The model also effectively quantified contributions of small particles (Fig. 5, f(small)), although error rates were slightly higher than for f(surface), with an average absolute discrepancy of 12%, and a maximum of 45%. The accuracy of the posterior mode increased with higher values of f(small). Although the posterior mode became a less reliable estimator of the true value at lower values of f(small), the 95% HDI remained a dependable measure, containing true value in 46 out of 50 simulated samples. These results indicate that the OMSM has a robust ability to positively identify the importance of small particles at Station ALOHA.

In contrast, the model had greater difficulty estimating the importance of large particles (Fig. 5, f(large)). The HDIs for f(large) were generally broader than those for f(small) and f(surface), reflecting greater uncertainty. This is largely because large particles have δ¹⁵N_Phe and δ¹⁵N_Lys values that are intermediate between surface and small particles. They are primarily differentiated by δ¹⁵N_Thr values, which are more sensitive to trophic discrimination. Still, the model performed reasonably well. The true values for 44 out of 50 samples were contained within the 95% HDI and 21 out of 50 are contained within the 50% HDI. The posterior mode loosely tacked the true value of f(large) with an average absolute discrepancy of 18%, and a maximum of 54%.
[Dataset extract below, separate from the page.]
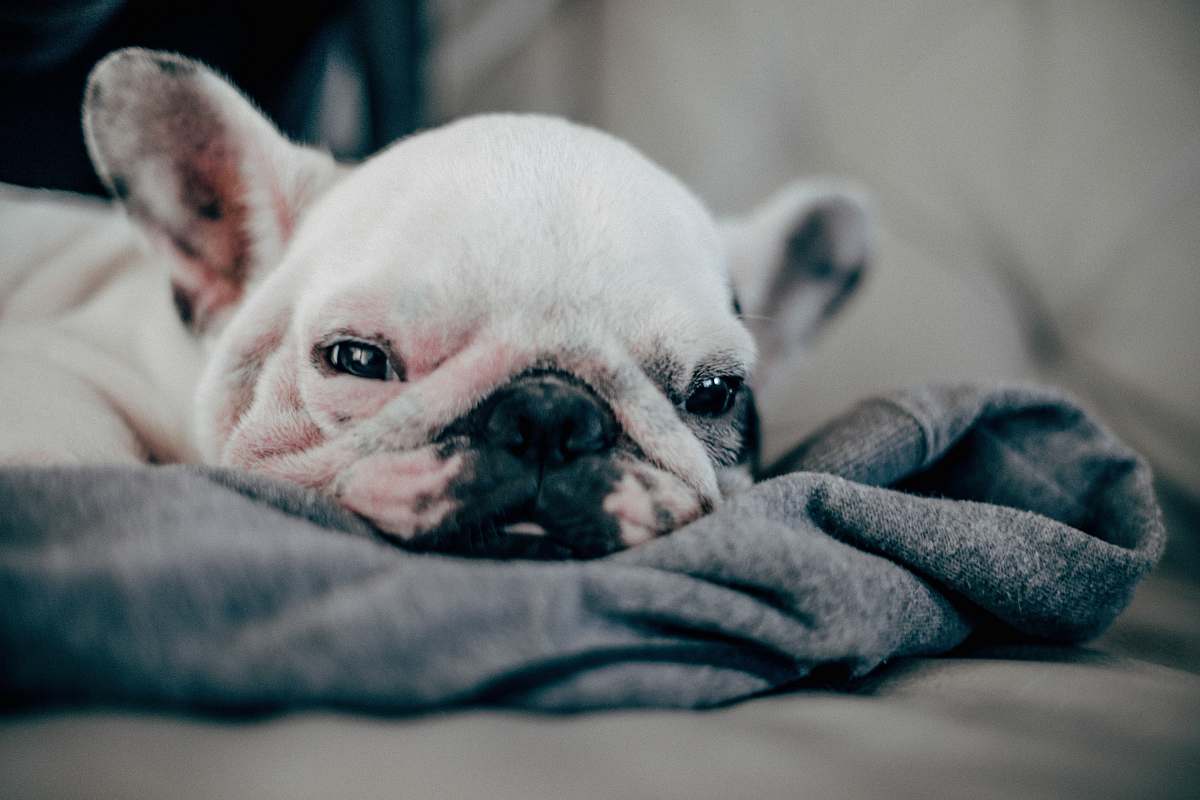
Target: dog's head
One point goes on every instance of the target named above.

Finally, the OMSM reproduced trophic parameters with a high degree of accuracy (Fig. 5, PTS, MTS, FWL). In every case, the true parameter value fell within the 95% HDI, and within the 50% HDI for most samples (37/50 for FWL, 50/50 for PTS, 45/50 for MTS). The posterior modes closely approximated the true values, with the mean absolute discrepancy of 0.12 for PTS, 0.11 for MTS and 0.15 for FWL.

Discussion

The OMSM enables the modeling of isotopic tracers across lower trophic levels of planktonic food webs in a manner consistent with our current understanding of amino acid isotope fraction dynamics (McMahon & McCarthy, 2016; Décima et al., 2017; Ohkouchi et al., 2017). This approach permits the integration of trophic amino acid δ¹⁵N values as mixing tracers, while explicitly accounting for the distinct isotope fractionation that occurs during protistan versus metazoan trophic steps. By simultaneously solving isotope mixing and trophic discrimination equations, the model incorporates trophic effects into mixing tracers without requiring a priori assumptions about the trophic structure of the food web. These innovations significantly broaden the applicability of stable isotope mixing models and enhance the potential of AA-CSIA to provide deeper insight into the structure and function of marine ecosystems.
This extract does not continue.